Of course, communication is critical in personal relationships, too. Compromise may be the key to any successful partnership, but communication is certainly the glue that holds it all together.
And the list of areas where communication is crucial goes on and on.
It is paramount when it comes to teaching children, growing a community, operating a trusted government and virtually anything else of real substance. So then, why are so many of us so bad at communicating?
That may be the million-dollar question. Even those who are essentially paid to communicate for a living often do it very poorly. There are lots of examples when it comes to public relations and elected officials.
Even then, good communication isn’t enough. The question is: How do we become great communicators?
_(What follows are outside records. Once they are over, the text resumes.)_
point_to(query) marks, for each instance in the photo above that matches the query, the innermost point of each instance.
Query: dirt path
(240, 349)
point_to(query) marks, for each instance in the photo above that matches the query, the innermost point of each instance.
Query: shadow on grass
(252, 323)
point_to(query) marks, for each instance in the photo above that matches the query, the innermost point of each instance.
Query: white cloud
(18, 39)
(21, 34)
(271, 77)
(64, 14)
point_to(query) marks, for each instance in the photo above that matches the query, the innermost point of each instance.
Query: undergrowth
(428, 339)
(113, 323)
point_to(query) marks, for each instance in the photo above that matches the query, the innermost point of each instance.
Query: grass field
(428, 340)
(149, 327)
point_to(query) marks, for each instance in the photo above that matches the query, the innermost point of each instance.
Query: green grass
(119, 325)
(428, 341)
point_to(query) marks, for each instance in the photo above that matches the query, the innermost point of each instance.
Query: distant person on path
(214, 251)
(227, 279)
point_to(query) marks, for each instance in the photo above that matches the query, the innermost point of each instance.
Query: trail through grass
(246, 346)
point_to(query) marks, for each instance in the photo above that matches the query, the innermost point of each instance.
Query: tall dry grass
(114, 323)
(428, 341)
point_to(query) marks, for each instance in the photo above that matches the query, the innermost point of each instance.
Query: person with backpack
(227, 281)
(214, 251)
I certainly don’t claim to have all the answers. I’ve often shared quotes from Jim Collins’ excellent book “Good to Great: Why Some Companies Make the Leap…And Others Don’t.” Although he is viewed as a business–focused author, Collins offers lots of insights that apply to communication and improving other areas of our lives.
“Greatness is not a function of circumstance,” he writes. “Greatness, it turns out, is largely a matter of conscious choice, and discipline.”
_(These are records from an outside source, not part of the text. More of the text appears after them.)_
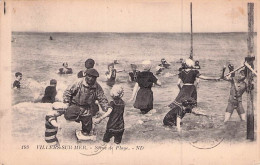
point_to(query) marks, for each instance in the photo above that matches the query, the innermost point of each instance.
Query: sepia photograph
(129, 82)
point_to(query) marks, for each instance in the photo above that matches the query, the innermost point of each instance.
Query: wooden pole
(191, 33)
(250, 59)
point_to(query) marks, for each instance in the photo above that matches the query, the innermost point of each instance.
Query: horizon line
(127, 32)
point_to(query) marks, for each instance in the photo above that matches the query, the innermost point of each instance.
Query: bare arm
(179, 83)
(98, 120)
(208, 78)
(158, 83)
(136, 88)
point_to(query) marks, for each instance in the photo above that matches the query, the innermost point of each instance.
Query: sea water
(39, 58)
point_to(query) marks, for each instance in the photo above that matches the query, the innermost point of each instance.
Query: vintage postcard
(129, 82)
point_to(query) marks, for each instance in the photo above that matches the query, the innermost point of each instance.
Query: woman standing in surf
(188, 92)
(144, 96)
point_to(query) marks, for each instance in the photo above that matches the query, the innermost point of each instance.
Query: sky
(129, 16)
There are millions of experts and leadership books out there that can offer all sorts of advice on how to be a great communicator. But, for me, good communication has a few basic steps that I have used and refined over the years.
First, just be quiet and listen. If one person does all the talking that isn’t two-way communication.
Second, be very clear and specific about the information conveyed. what it means and it is important.
Third, say exactly what you are going to do and do what you say.
Fourth, ask if everything is understood and refer back to item number one on this list.
Finally, follow-up to ensure the message was handled appropriately.
Improving communication skills is a constant process of self-reflection and evaluation. No one should ever say, “OK, I’m a great communicator. Now I’m done.”
If we all spend a little more time on our communication skills then our communities and, ultimately, our lives will be better for it.
“Good” and “good enough” won’t lead to sustainable success in any area. We have to strive for great communication first and build a stronger foundation from there.